We have different "conditions" and personality traits that the school system, and for that matter, business, do not cater to well. Let's just name a few: social anxiety, autism, AD(H)D, introversion. I have come to the conclusion that it is not the people with these traits that are sick, odd, or do not fit. It is the world.

"It is no measure of health to be well adjusted to a profoundly sick society." – Krishnamurti

I have looked into some alternative school systems like schools for autistic children, the flipped classroom (learn at home, do your homework in school), home schooling, computer-based learning at individual speed, and self-motivated learning without a teacher in groups of children.

Perhabs, we should have all of these models and more implemented in parallel and allow children to flourish in whatever model fits them best.

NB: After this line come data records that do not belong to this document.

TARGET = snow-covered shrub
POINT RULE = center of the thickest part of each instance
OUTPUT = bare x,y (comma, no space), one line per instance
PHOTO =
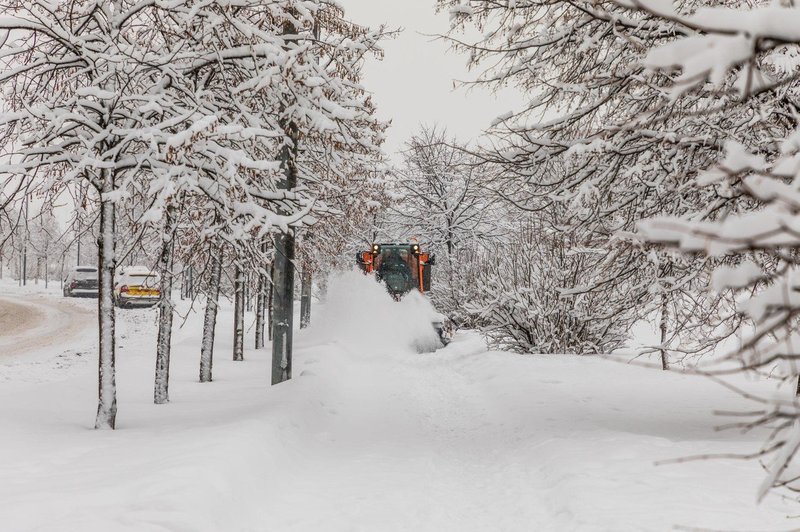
521,302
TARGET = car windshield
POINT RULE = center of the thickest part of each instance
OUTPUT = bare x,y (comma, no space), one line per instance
143,280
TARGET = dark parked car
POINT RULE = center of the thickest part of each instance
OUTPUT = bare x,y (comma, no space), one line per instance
81,282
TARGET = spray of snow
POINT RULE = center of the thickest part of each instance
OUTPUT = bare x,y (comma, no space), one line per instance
360,313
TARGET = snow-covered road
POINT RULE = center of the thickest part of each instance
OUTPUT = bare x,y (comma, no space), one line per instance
33,322
371,436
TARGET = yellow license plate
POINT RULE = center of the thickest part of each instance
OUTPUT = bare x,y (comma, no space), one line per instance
143,292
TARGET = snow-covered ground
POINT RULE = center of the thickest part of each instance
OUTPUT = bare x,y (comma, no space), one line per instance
369,435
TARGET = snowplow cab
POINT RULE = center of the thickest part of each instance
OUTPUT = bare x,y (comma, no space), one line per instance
402,267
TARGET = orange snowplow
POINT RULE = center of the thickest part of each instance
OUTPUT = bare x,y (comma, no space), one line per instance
404,267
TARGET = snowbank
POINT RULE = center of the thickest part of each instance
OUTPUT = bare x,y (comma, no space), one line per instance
370,435
360,314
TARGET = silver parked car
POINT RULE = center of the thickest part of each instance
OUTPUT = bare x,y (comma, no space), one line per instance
81,282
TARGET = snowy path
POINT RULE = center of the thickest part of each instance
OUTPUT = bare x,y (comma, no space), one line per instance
34,322
369,436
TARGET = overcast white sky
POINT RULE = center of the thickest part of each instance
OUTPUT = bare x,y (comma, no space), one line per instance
413,84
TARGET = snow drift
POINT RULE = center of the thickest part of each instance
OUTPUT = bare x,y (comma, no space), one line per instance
359,312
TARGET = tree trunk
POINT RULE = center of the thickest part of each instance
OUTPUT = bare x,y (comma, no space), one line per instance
305,298
270,295
107,388
260,308
210,318
283,307
238,315
165,307
663,326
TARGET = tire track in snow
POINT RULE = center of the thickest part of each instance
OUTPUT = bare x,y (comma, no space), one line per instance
41,329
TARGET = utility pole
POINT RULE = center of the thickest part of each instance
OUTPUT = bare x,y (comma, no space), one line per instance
25,248
283,265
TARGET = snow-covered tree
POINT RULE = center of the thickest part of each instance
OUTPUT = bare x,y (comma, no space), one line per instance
735,59
599,141
205,97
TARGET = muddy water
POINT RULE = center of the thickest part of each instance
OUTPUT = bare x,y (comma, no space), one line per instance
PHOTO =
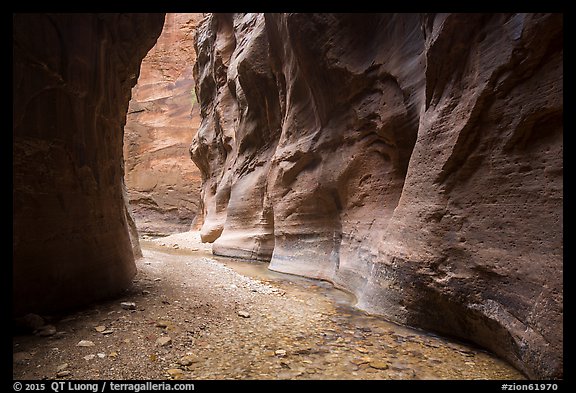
368,346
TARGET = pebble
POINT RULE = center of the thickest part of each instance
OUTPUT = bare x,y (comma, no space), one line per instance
32,321
46,330
175,372
379,365
128,305
21,357
162,324
163,341
187,360
85,343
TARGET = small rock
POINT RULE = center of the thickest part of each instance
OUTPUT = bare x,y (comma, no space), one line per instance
175,372
187,360
379,365
128,305
31,321
162,324
45,331
58,335
163,341
21,357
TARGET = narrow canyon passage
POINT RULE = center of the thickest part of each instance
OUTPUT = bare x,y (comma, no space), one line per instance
412,160
223,324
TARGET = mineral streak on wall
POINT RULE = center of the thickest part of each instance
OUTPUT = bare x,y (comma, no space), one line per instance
72,76
415,160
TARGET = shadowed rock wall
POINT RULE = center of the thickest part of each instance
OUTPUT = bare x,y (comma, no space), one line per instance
415,160
72,76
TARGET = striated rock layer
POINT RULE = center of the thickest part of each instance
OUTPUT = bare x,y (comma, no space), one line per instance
72,76
414,160
163,184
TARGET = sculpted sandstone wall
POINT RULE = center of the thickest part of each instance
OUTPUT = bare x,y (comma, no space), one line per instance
72,76
163,184
414,160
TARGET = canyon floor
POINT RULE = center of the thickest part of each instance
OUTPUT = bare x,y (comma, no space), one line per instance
196,316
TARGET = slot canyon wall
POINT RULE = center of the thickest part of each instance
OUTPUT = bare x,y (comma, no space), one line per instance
163,184
72,80
414,160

Why not provide school vouchers to families and let them choose, while providing a rough container for what a student needs to know at the end of school? Why not make sure that students can switch between models early on, until they found the right one for them? Kindergarten and primary school could be used to find the right fit by providing multiple models and assessing the student's wellbeing.

I am aware of the risk that this could lead to a "lost generation" if done poorly. But frankly, it cannot get much worse than it is now.

For the present, it might be helpful to look into alternative schools in the area, specialized for autistic (not the ones that see autism as a disorder but as a chance) or gifted children.